MPI is a language-independent communications protocol used to program parallel computers. Both point-to-point and collective communication are supported. MPI "is a message-passing application programmer interface, together with protocol and semantic specifications for how its features must behave in any implementation." MPI's goals are high performance, scalability, and portability. MPI remains the dominant model used in high-performance computing today.
The current version of the MPI standard is 3.0, but only the newest implementations implement the full standard. The previous specifications are the MPI 2.0 specification with minor updates in the MPI-2.1 and MPI-2.2 specifications. The standardisation body for MPI is the MPI forum.

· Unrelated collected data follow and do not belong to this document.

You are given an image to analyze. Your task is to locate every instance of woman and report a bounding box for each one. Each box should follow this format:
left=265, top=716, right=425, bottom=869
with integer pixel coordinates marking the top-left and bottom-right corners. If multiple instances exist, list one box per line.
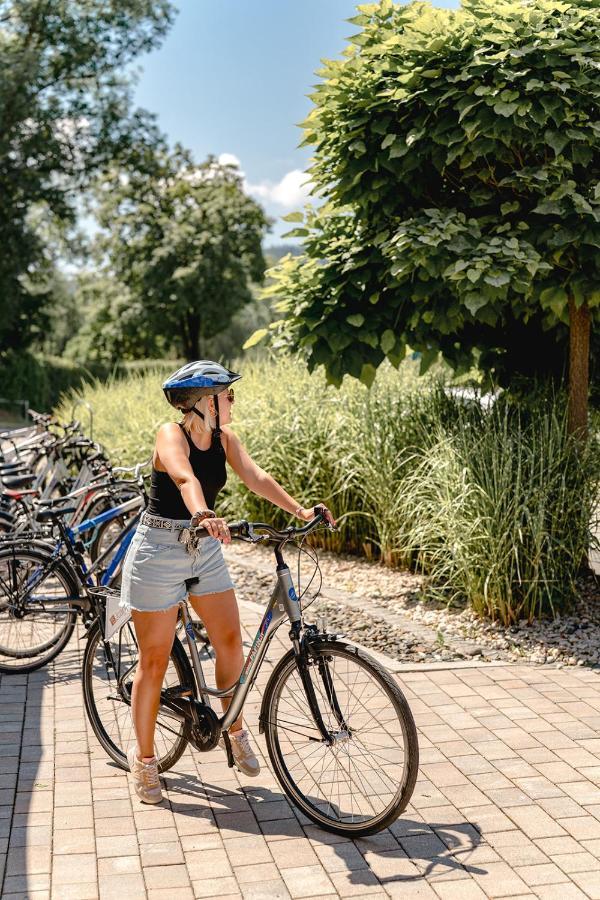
left=120, top=360, right=336, bottom=804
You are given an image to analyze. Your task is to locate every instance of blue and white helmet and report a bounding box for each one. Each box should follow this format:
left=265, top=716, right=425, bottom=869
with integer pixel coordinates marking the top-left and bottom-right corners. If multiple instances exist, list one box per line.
left=162, top=360, right=242, bottom=411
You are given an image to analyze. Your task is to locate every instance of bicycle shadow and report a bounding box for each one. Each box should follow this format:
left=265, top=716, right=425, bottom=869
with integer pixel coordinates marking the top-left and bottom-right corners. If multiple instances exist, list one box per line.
left=165, top=769, right=488, bottom=884
left=305, top=813, right=488, bottom=888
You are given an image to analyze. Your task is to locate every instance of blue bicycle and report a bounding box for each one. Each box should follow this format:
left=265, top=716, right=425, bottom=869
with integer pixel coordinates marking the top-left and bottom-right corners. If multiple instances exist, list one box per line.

Some background information
MPI-1.0 (1994) and its updates MPI-1.1 (1995), MPI-1.2 (1997) and MPI-1.3 (1998) concentrate on point-to-point communication (send/receive) and global operations in a static process topology. Major additions in MPI-2.0 (1997) and its updates MPI-2.1 (2008) and MPI-2.2 (2009) are one-sided communication (get/put), dynamic process management and a model for parallel I/O. MPI-3.0 (2012) adds non-blocking collectives, a major update of the one-sided communication model and neighbourhood collectives on graph topologies. The first update of the MPI-3.1 specification was released in 2015, and work is ongoing on the next major update, MPI-4.0.

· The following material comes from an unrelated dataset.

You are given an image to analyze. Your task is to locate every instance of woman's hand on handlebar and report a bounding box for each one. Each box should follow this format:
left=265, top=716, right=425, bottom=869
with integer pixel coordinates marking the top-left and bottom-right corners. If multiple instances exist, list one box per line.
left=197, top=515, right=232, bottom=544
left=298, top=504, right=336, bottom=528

The two dominant Open Source implementations are Open MPI and MPICH. The latter has been through a couple of name changes: It was originally conceived in the early '90's as MPICH, then the complete rewrite was renamed to MPICH2, but as this name caused confusion as the MPI standard evolved into MPI 3.x, the name was changed again to MPICH, and the version number bumped to 3.0. MVAPICH developed at Ohio State University is the offspring of MPICH further optimised for InfiniBand and some other high-performance interconnect technologies. Most other MPI implementations are derived from one of these implementations.
You have a program that uses an MPI library, either developed by you, or by others. In the latter case, the program's documentation should mention the MPI library it was developed with.
On VSC clusters, several MPI implementations are installed. We provide two MPI implementations on all newer machines that can support those implementations:
- Intel MPI in the intel toolchain
- Intel MPI 4.1 (intel/2014a and intel/2014b toolchains) implements the MPI-2.2 specification
- Intel MPI 5.0 (intel/2015a and intel/2015b toolchains) and Intel MPI 5.1 (intel/2016a and intel/2016b toolchains) implement the MPI-3.0 specification
- Open MPI in the foss toolchain
- Open MPI 1.6 (foss/2014a toolchain) only implements the MPI-2.1 specification
- Open MPI 1.8 (foss/2014b, foss/2015a and foss/2015b toolchains) and Open MPI 1.10 (foss/2016a and foss/2016b) implement the MPI-3.0 specification
When developing your own software, this is the preferred order to select an implementation. The performance should be very similar, however, more development tools are available for Intel MPI (i.e., ITAC for performance monitoring).
Specialised hardware sometimes requires specialised MPI-libraries.
- The interconnect in Cerebro, the SGI UV shared memory machine at KU Leuven, provides hardware acceleration for some MPI functions. To take full advantage of the interconnect, it is necessary to use the SGI MPI library, part of the MPT packages which stands for Message Passing Toolkit (and also contains SGI's own implementation of OpenSHMEM). Support is offered through additional toolchains (intel-mpt and foss-mpt).
- SGI MPT 2.09 (intel-mpt/2014a and foss-mpt/2014a toolchains) contains the SGI MPI 1.7 library which implements the MPI-2.2 specification.
- SGI MPT 2.10 (not yet installed, contact KU Leuven support) contains the SGI MPI 1.8 library which implements the MPI-3.0 specification.
Several other implementations may be installed, e.g., MVAPICH, but we assume you know what you're doing if you choose to use them.
We also assume you are already familiar with the job submission procedure. If not, check the "Running jobs" section first.
Compiling and running
See to the documentation about the toolchains.
For debugging, we recommend the ARM DDT debugger (formerly Allinea DDT, module allinea-ddt). Video tutorials are available on the Arm web site. (KU Leuven-only).
When using the intel toolchain, Intel's Trace Analyser & Collector (ITAC) may also prove useful.